Dans l’espace, les astronautes ont parlé avec éloquence des vues surréalistes de la Lune et de leur profond amour pour notre planète natale.
«Je vous dirais que lorsque vous regardez ici, vous ne nous regardez pas», a déclaré Jeremy Hansen, astronaute de l’Agence spatiale canadienne et spécialiste de la mission Artemis II. de retour à Houston samedi. « Nous sommes un miroir qui vous reflète. Et si vous aimez ce que vous voyez, alors regardez un peu plus profondément. C’est vous. »
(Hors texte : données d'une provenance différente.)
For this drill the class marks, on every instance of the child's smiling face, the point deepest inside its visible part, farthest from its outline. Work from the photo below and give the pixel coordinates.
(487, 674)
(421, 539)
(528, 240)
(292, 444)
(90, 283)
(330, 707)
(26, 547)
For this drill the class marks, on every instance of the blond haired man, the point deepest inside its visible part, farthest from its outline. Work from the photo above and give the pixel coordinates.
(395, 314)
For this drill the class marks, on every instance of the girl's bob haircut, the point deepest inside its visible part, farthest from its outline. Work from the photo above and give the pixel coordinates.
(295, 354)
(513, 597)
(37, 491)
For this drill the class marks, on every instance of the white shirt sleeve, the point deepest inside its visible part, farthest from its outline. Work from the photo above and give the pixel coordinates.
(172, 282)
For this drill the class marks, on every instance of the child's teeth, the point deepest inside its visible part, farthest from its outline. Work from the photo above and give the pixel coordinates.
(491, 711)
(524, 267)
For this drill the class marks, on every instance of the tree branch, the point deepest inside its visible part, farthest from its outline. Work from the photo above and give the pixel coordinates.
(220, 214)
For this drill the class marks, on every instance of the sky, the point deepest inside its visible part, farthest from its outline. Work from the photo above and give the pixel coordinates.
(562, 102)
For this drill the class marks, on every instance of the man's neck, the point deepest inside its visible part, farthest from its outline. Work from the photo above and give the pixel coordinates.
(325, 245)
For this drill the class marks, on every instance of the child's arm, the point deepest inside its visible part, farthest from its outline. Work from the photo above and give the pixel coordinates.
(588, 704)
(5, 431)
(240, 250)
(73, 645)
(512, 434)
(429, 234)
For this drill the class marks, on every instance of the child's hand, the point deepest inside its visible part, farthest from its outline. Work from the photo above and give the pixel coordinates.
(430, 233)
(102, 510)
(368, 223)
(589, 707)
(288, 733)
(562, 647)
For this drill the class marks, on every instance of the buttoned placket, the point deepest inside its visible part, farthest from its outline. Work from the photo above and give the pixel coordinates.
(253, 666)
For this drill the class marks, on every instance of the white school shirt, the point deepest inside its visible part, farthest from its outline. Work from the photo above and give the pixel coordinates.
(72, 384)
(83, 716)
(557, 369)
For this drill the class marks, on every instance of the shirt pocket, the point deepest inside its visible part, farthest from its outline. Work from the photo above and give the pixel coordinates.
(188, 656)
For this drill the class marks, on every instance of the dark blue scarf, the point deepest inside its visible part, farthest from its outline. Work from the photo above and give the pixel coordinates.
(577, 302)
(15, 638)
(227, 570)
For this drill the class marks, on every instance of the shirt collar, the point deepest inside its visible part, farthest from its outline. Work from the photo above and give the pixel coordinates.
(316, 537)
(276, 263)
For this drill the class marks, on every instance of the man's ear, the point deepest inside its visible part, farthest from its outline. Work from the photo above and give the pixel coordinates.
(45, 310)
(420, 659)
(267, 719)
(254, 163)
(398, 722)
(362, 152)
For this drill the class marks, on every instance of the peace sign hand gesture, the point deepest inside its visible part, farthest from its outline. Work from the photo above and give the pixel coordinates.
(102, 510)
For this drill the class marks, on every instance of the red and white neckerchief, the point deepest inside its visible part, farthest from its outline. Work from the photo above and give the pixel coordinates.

Les obstacles à Artémis III
La NASA construit déjà sa prochaine fusée de grande puissance pour lancer le vaisseau spatial Artemis III Orion. L’agence prévoit d’expédier ce mois-ci l’énorme étage central orange de la fusée de la Nouvelle-Orléans à la Floride. Les deux sections principales du vaisseau spatial Orion se trouvent déjà au Kennedy Space Center de la NASA, le long de la côte de Floride.
Un bouclier thermique repensé, visant à s’attaquer à la cause profonde des dommages inattendus survenus lors d’Artemis I, est déjà construit. Cependant, l’agence ne sait pas encore si elle sera en mesure de réparer en Floride le système de propulsion défectueux Orion, construit en Allemagne par l’Agence spatiale européenne, ou si la NASA devra le renvoyer outre-Atlantique.
Et ni SpaceX ni Blue Origin n’ont encore testé leurs atterrisseurs dans l’espace. UN Audit de la NASA le mois dernier a constaté que « SpaceX et Blue Origin ont tous deux connu des retards dans leur calendrier et sont confrontés à des défis techniques et d’intégration susceptibles d’avoir un répercussion supplémentaire sur les coûts de l’atterrisseur et les calendriers de livraison ».
Pourtant, la NASA reste fidèle à son calendrier de lancement pour 2027. L’agence a promis d’annoncer « bientôt » l’équipage d’Artemis III.
Source : www.latimes.com
Conclusion : Les développements à venir permettront de compléter notre point de vue.